For the majority of cases all it would mean is that there would be more information publically available on how to contravene these machines, so you would no longer need physical access to one in order to attempt reverse engineer their software and develop compromised ROM chips for use in said devices, grossly reducing the barrier to entry for the compromise of the voting system.

Granted, even in a non-opensource state this information can still leak, and you just have a false sense of security because you assume "theres no leak, I am safe", but on the contrary, if you open source it people will assume "hundreds of people have looked at the source code, I am safe" which is an equally bad false sense of security.

People are looking for a silver bullet safe way of voting, and sadly, there is none.
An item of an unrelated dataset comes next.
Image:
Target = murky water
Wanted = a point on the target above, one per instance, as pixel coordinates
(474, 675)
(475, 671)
Not without growing a race of purified peoples whom are brought up by non-committal monks in isolationist shrines to have a breed of people simply for the task of witnessing and counting votes accurately, whom are trained to be amoral and can't be bribed to switch the vote.
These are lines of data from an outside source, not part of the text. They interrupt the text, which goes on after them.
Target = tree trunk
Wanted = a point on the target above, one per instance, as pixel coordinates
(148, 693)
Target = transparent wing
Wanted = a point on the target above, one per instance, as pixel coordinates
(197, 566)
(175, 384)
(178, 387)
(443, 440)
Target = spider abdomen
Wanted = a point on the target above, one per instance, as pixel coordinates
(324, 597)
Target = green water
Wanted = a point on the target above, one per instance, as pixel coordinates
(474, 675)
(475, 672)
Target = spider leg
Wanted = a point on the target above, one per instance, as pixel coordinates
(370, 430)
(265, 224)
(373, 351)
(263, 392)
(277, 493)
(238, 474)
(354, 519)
( It would sort of be like the 'dark angel' series except with voting agents instead of assassins, and we all know how that show works out, one of them would go rouge, we'd trust them, and they'd screw us all )



回答8:

Because politicians buy them. Anything politicians get their hands in goes to shit, because 99% of the time they're only experience is in running for office, not doing things like adequately vetting hardware and software.

Also, kickbacks.


The truth hurts, doesn't it?



回答9:

There is no specific reason not to open-source the software (and even opening the hardware-layout) of voting machines. It has no security impact, as some try to state, because if closed or open source, the ROM can be switched. The machine need some sort of verifier to check, if the code loaded is really the one certified for the election. Open-Sourcing would make no difference.



回答10:

Because if they were they would not be able to blame inaccurate votes on calibration-errors on the touchscreen.



回答11:

  • The people responsible have a "security by obscurity" bad meme stuck somewhere
  • The people building the software don't want to help competitors
  • The people building the software fear embarrassment
  • There are not enough people in the legislative process who understand the flaws in all of the above


回答12:

So far, most replies have been technical in nature, but most likely, voting machines are not open source because the company under contract to develop them has no incentive to make them open source.

If a company develops an open source voting system, anyone came come around later to support that system. And, quite honestly, I doubt the government would accept the equivalent of a SourceForge project as the basis for an entire election.

Perhaps there should be an honest-broker authority that oversees the development of an open-source voting system, and contributors to that system should be vetted before they can view or commit source code.